Do you have trouble getting 25-38 grams of dietary fiber each day, the amount recommended by the Institute of Medicine for better health? If so, start your day with one of these easy high-fiber breakfasts. They are delicious, and, just as important, they contain fiber and protein to help you feel full and satisfied until lunch.
- Fruit and Nutty Oatmeal. Make your favorite oatmeal with nonfat or low-fat milk. Then top it with a tablespoon of dried fruits and unsalted chopped nuts. Dried fruits with the most fiber are apricots, dates, plums, and raisins. Making oatmeal with low-fat milk results in a creamy, flavorful taste. Add flax seeds for crunch and even more fiber. 336 calories and 6 g fiber.
- Chunky Monkey English Muffin. Top a whole wheat English muffin with a tablespoon of chunky peanut butter. Add sliced banana and top with raisins for a perennial favorite of both kids and adults. 303 calories and 8 g fiber.
- High-Fiber Cereal With Fruit. What could be easier than a bowl of high-fiber cereal topped with fruit and low-fat milk? Berries top the list of fruits with the most fiber, so choose blackberries, blueberries, strawberries, or raspberries, either fresh or frozen. Choose a cereal with at least 5 grams of fiber per serving, such as bran flakes or shredded wheat. 242 calories and 10 g fiber.
- Whole Wheat Blueberry Pancakes or Waffles. Substitute whole wheat flour in your favorite pancake or waffle batter, then toss in fresh or frozen blueberries. Top it with more blueberries for a warm and yummy breakfast everyone will love. This might make a great Saturday family breakfast, especially if you are crunched for time on weekdays. 234 calories and 5 g fiber.
- Veggie Scramble, Whole Grain Toast, and Tomato Juice. Scramble an egg, and toss in a handful of spinach leaves or leftover broccoli from dinner last night to make a healthy scramble.
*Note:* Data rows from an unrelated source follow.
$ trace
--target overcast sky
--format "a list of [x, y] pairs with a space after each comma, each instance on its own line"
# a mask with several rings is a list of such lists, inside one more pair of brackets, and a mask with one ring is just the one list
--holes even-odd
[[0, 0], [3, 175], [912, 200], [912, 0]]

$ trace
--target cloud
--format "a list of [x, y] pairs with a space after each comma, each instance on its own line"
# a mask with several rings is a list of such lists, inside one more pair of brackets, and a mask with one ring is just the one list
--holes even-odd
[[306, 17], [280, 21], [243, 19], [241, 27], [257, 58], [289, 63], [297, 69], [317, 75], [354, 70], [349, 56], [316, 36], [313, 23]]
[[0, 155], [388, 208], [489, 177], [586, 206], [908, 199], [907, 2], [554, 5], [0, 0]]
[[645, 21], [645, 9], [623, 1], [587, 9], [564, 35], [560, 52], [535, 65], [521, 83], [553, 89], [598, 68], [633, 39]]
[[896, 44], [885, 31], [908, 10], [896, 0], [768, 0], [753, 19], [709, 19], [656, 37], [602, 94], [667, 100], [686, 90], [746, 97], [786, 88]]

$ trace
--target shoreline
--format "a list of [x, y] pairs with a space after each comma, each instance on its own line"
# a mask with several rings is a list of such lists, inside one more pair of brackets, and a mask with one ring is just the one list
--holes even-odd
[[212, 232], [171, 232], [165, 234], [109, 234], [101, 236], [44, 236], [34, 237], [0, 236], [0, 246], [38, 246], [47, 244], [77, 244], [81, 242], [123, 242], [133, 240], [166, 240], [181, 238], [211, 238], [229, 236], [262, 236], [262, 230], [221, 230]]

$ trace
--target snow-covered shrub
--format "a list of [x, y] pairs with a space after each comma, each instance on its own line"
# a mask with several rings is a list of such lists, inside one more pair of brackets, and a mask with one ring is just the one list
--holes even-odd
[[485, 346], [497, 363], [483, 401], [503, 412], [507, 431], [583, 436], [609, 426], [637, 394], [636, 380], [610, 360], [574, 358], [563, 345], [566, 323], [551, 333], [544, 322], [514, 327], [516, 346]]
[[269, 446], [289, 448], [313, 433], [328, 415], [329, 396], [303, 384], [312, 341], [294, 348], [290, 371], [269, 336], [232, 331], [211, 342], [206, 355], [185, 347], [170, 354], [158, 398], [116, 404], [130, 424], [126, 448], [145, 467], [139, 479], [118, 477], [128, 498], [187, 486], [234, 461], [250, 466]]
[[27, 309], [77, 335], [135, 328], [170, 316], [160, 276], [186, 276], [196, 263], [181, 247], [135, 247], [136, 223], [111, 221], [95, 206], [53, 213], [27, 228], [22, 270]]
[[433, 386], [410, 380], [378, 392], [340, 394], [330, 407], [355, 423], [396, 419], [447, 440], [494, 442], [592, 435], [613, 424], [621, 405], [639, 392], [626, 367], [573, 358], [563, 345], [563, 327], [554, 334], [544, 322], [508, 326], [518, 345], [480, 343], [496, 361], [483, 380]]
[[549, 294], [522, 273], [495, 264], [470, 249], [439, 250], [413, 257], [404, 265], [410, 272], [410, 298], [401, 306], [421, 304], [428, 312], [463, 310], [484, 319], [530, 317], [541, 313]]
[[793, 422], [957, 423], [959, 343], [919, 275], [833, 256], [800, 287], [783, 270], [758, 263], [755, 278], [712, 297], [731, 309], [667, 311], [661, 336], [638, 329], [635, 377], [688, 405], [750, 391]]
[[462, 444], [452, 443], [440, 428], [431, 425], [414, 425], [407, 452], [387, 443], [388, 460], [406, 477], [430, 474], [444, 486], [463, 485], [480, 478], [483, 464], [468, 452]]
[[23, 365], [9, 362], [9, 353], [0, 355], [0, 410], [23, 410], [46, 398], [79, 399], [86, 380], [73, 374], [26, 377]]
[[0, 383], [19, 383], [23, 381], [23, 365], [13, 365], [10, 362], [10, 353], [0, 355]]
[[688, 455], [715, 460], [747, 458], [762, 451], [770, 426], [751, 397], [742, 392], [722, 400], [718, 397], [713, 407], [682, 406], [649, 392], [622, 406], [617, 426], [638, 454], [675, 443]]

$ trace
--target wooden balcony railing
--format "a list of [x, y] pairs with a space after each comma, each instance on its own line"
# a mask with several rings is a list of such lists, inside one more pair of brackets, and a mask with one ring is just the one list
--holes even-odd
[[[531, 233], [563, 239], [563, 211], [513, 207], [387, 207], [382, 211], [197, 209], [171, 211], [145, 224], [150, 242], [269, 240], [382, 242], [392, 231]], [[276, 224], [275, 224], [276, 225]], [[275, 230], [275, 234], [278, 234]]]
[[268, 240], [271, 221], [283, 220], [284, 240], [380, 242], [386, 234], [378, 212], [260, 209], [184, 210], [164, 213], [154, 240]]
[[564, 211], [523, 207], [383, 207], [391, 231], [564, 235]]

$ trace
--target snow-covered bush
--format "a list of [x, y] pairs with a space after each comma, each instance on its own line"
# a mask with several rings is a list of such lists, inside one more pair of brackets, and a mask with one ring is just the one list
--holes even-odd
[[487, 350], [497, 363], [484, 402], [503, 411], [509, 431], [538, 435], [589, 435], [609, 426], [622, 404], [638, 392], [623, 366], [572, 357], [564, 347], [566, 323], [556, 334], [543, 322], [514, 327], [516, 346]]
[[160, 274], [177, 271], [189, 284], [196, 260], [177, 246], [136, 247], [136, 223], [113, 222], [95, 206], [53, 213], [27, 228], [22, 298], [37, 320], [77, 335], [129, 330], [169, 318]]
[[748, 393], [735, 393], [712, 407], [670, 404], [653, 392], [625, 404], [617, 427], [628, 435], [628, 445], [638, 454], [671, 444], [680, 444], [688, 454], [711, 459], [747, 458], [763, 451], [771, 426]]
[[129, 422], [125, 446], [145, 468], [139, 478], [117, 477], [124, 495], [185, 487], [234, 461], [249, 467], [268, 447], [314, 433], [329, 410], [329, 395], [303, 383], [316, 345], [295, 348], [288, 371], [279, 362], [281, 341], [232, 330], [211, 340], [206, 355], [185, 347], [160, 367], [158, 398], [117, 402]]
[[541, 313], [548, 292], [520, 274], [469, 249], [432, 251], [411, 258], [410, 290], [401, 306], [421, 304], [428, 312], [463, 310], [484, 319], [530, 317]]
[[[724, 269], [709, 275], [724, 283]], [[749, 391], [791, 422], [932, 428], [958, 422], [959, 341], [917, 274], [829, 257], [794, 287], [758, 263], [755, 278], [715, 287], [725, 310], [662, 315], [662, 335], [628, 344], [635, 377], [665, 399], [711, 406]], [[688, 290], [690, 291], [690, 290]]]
Toast the whole grain bread, English muffin, or bagel and serve it with a glass of tomato juice for a fast and easy fiber-rich meal. 234 calories and 6 g fiber.
- Blackberry Yogurt Breakfast Parfait. Colorful and wholesome, this breakfast parfait looks like dessert when served in a clear glass to show off the beautiful layers of blackberries and low-fat vanilla yogurt topped with a tablespoon of granola. Prepare the parfait the night before (but add the granola right before eating) for a super-fast, delicious breakfast. 272 calories and 6 g fiber.
- Strawberry Banana Smoothie. Start with one cup of strawberries. Add ½ cup plain, nonfat Greek style yogurt, ½ banana, ½ cup orange juice, and a few ice cubes. Blend in the blender and you have a healthy meal in minutes. This is a winner for people who don't really like to eat first thing in the morning but don't mind drinking a sweet concoction. 234 calories and 5 g fiber.
- Breakfast Bean Burrito. Scramble one egg, toss in ¼ cup black beans, and place in the center of a warmed 5" whole grain tortilla. Top with a tablespoon of salsa and wrap it up for a high-fiber treat that you can eat on the go. 253 calories and 7 g fiber.